How individuals can make a privacy complaint
Under the IP Act, if you wish to lodge an individual privacy complaint you must first lodge a privacy complaint directly with the Queensland public agency or contracted service provider.
Queensland agencies must have a privacy policy that contains information about how an individual may complain. Agencies have a response period of 45 business days after the privacy complaint is received. Find out more about privacy complaints.
Information for individuals who are impacted by the cyber incident
If you have been told by a Queensland government agency that your privacy may have been breached, you should act quickly to reduce your risk of harm. The action you should take depends on the type of personal information involved.
We provide a guide for the community about Queensland's data breach scheme.

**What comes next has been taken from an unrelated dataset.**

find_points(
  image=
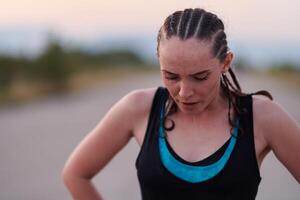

If you were affected, you should direct any specific enquiries to Instructure or your education provider.
National guidance and resources for individuals
In their statement about the cyber incident, OAIC has shared steps you can take to protect your personal information and online accounts, particularly if you think your information, such as logins or passwords, might have been caught in a cyber incident.
The Australian Government advises three simple steps you can take to be more secure online:
- Set up multi-factor authentication whenever available to add an extra layer of security to your online accounts.
- Create strong and unique passphrases of 14 or more characters long. These passphrases should be different for each account you hold.
- Install software updates regularly to keep your devices secure.
For more information, visit Act Now. Stay Secure.
You can learn how to protect yourself from scams by visiting the National Anti-Scam Centre’s (NASC) ScamWatch.
Reminder to public agencies
OIC wishes to remind all Queensland public agencies of their legal responsibility to notify OIC of any eligible data breaches. An eligible data breach is one that involves unauthorised access to or disclosure of personal information held by the agency that is likely to result in serious harm to an individual.
Information is considered to be held by the agency if the personal information is contained in a document in the possession, or under the control, of the agency. Documents are in the agency’s control if the agency has a present legal entitlement to take physical possession of them, or to handle or access them, such as due to a contractual or other legal right. Depending on the circumstances, this may include documents held by the agency’s service providers.
If an agency does not know whether a data breach is an eligible data breach requiring notification under the act, they are required to complete an assessment within 30 days after a suspicion is formed that it might be an eligible data breach. Agencies may extend the period if the assessment cannot reasonably be completed within the 30-day period. You can make notifications and report extensions in the OIC Agency Portal.